Durante una entrevista que ha mantenido en Canal Sur Televisión, respecto a las posibles discrepancias entre el dueño de la finca donde estaba la prospección y el pocero que realizó la misma, Rodríguez Gómez de Celis manifestó que es «extremadamente respetuoso» con el caso, haciendo hincapié en que «cualquier especulación no ayuda».

Cuestionado por la tierra del tapón que cubría a Julen y si procedía de los arrastres provocados por la caída del menor, el delegado del Gobierno en Andalucía manifestó que lo desconoce y que «formará parte de la investigación».

Sí reiteró que cualquier tipo de especulación «hace mucho daño, no sólo a la investigación, que debe ser serena; sino a las personas, a la propia familia, que ya está suficientemente triste y dolorida».

«A partir de ahora, la única persona que puede responder es la jueza a través de sus autos», dijo Alfonso Rodríguez Gómez de Celis, quien aseguró que no tiene capacidad para señalar si lo sucedido con Julen podría ser un homicidio imprudente, tal y como declaró el pasado martes el director general de la Guardia Civil, Félix Azón.

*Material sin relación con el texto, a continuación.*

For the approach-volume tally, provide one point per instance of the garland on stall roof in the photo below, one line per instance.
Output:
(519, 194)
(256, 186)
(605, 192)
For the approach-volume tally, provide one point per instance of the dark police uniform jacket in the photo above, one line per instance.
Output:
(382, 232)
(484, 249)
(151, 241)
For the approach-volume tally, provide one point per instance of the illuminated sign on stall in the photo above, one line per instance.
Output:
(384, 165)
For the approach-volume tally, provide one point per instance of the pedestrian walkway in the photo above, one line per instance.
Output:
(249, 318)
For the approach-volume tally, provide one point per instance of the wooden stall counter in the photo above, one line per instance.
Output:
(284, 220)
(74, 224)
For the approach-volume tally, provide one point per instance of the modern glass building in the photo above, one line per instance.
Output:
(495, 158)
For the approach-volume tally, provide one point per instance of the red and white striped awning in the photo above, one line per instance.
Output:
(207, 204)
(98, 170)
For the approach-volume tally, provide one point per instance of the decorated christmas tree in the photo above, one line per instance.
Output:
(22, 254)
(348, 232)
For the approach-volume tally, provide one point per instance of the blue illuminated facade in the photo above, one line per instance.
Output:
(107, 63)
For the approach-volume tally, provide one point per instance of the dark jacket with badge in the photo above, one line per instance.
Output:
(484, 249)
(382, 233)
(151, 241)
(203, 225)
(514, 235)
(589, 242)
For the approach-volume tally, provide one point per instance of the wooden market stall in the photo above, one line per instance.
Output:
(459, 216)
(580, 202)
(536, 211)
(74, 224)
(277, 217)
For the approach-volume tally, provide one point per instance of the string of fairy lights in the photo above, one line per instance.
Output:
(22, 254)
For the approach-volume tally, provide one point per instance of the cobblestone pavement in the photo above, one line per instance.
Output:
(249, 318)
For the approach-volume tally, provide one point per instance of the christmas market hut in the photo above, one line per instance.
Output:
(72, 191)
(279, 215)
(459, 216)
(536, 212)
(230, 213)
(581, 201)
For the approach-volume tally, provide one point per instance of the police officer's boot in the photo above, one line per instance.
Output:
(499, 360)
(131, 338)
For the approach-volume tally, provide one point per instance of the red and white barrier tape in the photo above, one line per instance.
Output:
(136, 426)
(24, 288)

El delegado reiteró que este ha sido un caso «sin precedentes»: «No había nada parecido ni en España ni en el mundo; sólo en Estados Unidos una niña cayó a un pozo pero de ocho metros de profundidad, se tardó 60 horas en sacarla y se le podía dar agua y comida pero a 71 metros de profundidad –como estaba Julen– no había nada».

Finalmente, pidió a todos aquellos que hayan realizado pozos ilegales que los clausuren.